External validity is the degree to which findings generalize beyond the specific participants, settings, and times studied. Laboratory experiments with convenience samples and artificial tasks often have lower external validity than naturalistic or community-based studies. Balancing internal and external validity requires strategic trade-offs: tight experimental control strengthens causal inference but may reduce applicability to real-world contexts.
Your prerequisite on internal validity established that a study has internal validity when its design supports a causal inference — when we can attribute the observed outcome to the manipulated variable rather than to confounds. But internal validity only answers "did X cause Y in this study?" External validity asks the harder follow-up: "so what?" — meaning, does the causal relationship found here hold in other places, with other people, at other times? A study can be perfectly internally valid and almost completely non-generalizable, and the history of psychology is full of cautionary examples.
There are three main threats to external validity. Population validity concerns whether findings generalize from the sample studied to other people. Psychology's most-criticized sampling problem is the WEIRD sample — participants from Western, Educated, Industrialized, Rich, and Democratic societies, often undergraduate students at research universities. Findings from such samples have repeatedly failed to replicate with different populations: the Mueller-Lyer illusion varies across cultures; conformity effects vary by individualist vs. collectivist contexts; even basic memory and perception phenomena show cross-cultural differences. Ecological validity concerns whether the laboratory setting captures the phenomenon as it operates in the real world. A memory study using lists of unrelated words is internally clean but may tell us little about how people remember personally meaningful events. Temporal validity concerns whether findings hold across time — social norms, technology, and cultural contexts change, and phenomena studied in one era may not replicate in another.

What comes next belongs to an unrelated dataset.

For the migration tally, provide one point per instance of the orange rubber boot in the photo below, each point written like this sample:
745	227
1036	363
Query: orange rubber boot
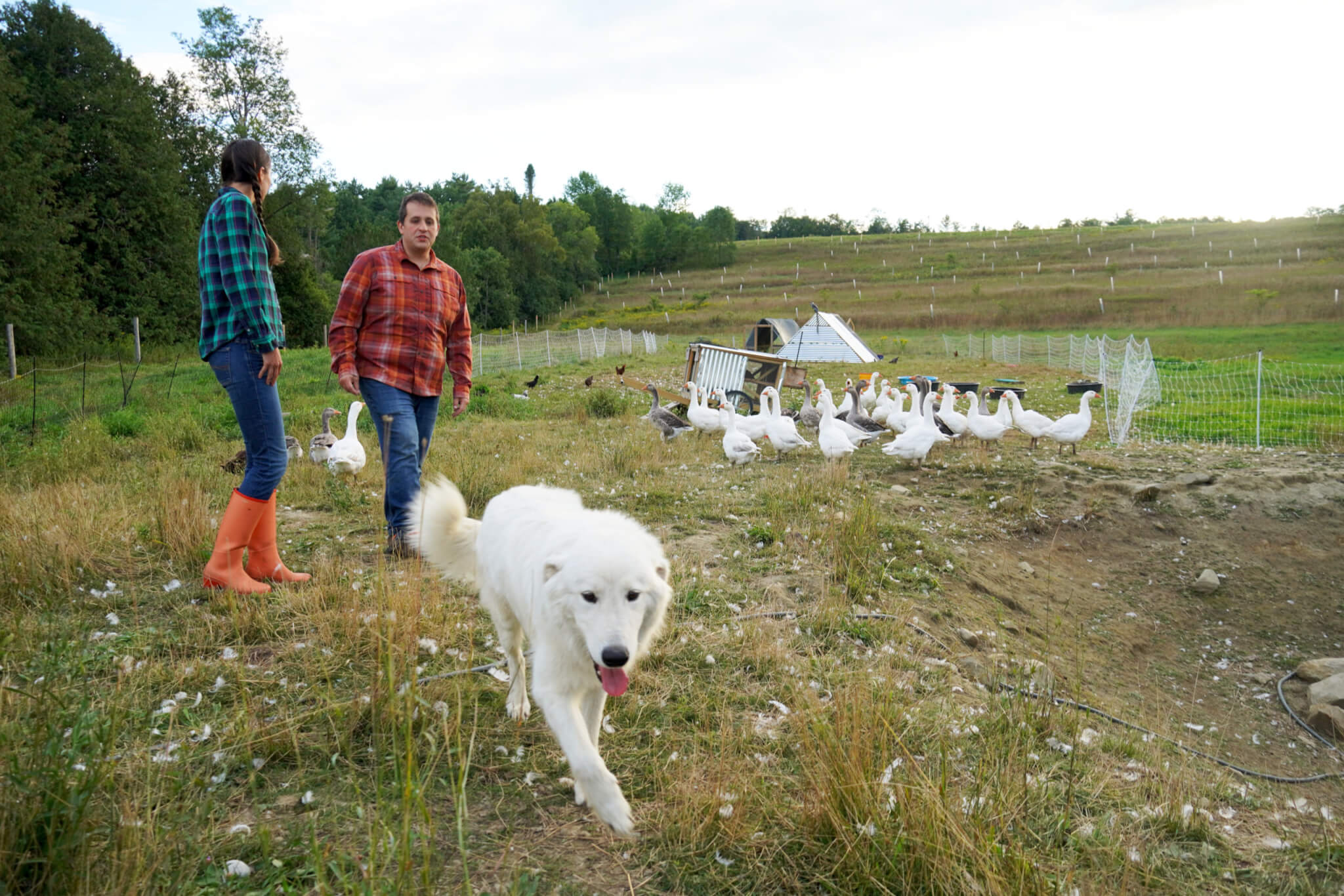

The central tension in research design is that the moves that maximize internal validity often threaten external validity, and vice versa. Random assignment to conditions, strict experimental control, standardized stimuli, and laboratory settings all increase confidence in causal inference but introduce artificiality. Naturalistic observation and field research capture behavior in its real context but sacrifice control. This is not a problem with a clean solution — it is a design trade-off that researchers navigate based on the question being asked. If you want to know *whether* a drug can work, a tightly controlled randomized trial is appropriate. If you want to know *whether* it works as prescribed in real clinical practice, you need effectiveness research in natural settings.
Replication is the scientific community's primary tool for establishing external validity over time. A single study, no matter how well designed, makes a narrow generalization claim. A finding that holds across multiple labs, diverse participant populations, varied operationalizations of the key construct, and different cultural contexts is far more likely to reflect a genuine phenomenon. The reproducibility crisis in psychology (many classic findings failed direct replication in large-sample attempts) renewed attention to external validity as distinct from internal validity — and reminded the field that p < .05 in one well-controlled study is only the beginning of the evidential story.